Does anyone reconize this? I found some explanations that cited the origin, but I don’t quite understand that in regards to this. The surfaces indicated by the arrows are sucking in rather than holding to the surface edges.

Shading Issue.3dm (317.0 KB)


you’ll encounter such shading problems often when a surface is made of a 100% linear part and a curved one, the mesher will have a hard time to create a clean mesh using the coarse default settings. To see what causes the visual artifact, use _ShowRenderMesh. One way to get rid of it, is to change the mesh settings of this part in properties, eg. using these seems to cure it:

A better way is to avoid such constellations and split the surfaces along isopharm (_Shrink=Yes), at the point (the knot) where the linear part marches upon the curved one. (marked with red curves in the file below). Modeling this way is often easier and linear surfaces can be built with degree 1 in linear direction, which means more accuracy too.

Shading Issue_cg.3dm (413.3 KB)


Hi Clement.,

Thanks for the help. I took a look at the render meshes as per your advice. So this issue is not due to a modeling error but rather the nature of the render mesh function in such circumstances. (Yes?)

I dont know what the “shrink+yes” is relevent to. Is that referring to a trimmed surface as in _shrinktrimmedsurface?

I used a two rail sweep to create all surfaces and then matched the upper to the lower for good measure. Afterwards all was joined, mirrored, connected with lofted surfaces and made solid. As I understand it, you simply split surfaces at the joints of complex and simple ( or create them that way) and then join into a solid when needed.

Also, when you say “March” did you mean match?

After making the split I get a clean mesh but it looks unneccesarlily dense.


Is that result of the complexity of the arcs used to create the surface?

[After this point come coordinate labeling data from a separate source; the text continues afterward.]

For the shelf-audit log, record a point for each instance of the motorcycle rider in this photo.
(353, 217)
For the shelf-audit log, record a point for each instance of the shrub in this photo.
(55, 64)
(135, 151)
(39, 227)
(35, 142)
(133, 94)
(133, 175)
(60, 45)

Yes. Some geometry can get tricky to mesh and you can give the mesher a hand by changing geometry slightly.

Yes, try to eg. extrude an arc then use _Split _Isocurve without the _Shrink option. Then turn _PointsOn for one half. The underlying surface is still there. Using _Split=Yes this is not the case. It basically has the same effect as shrinking it afterwards.


Check in properties if you still use the Custom Mesh settings for that part.


Okay, very good! But then there’s this confusing thing likely due to my non-experience with mesh aspects - that is as you can see in the image the mesh and the selected surface. I’m in the Mac version of this, and I don’t see a means to turn off the mesh. That’s whats showing just like isocurves I think.

What happens if you select the object and run _HideRenderMesh ?

btw. quickly turning on/off _FlatShade is also a good way to find out if a display artifact is just caused by the rendermesh of a nurbs surface…


Well then …

so after I mirror the lovely new surface and reconnect all the parts into a solid, I get the little mess below.

Apprently the same thing happens on flat surfaves that meet at the same type of edges.

_hiderendermess works.

I suppose if a mesh looks like poop, then it’s probably because the line work is of the same quality.

good :wink: It is just an attribute, if you have one object which has the attribute enabled and join it to another object which doesn`t have it enabled, the attribute is transferred. Similar like an object cannot have two colors, eg. try joining a red curve to a blue one, the first selected object color wins.

You can mesh perfect nurbs geometry badly too. It is just important to understand that whenever you´re evaluating your nurbs geometry, you´re seeing a render- or display-mesh which is just an approximation.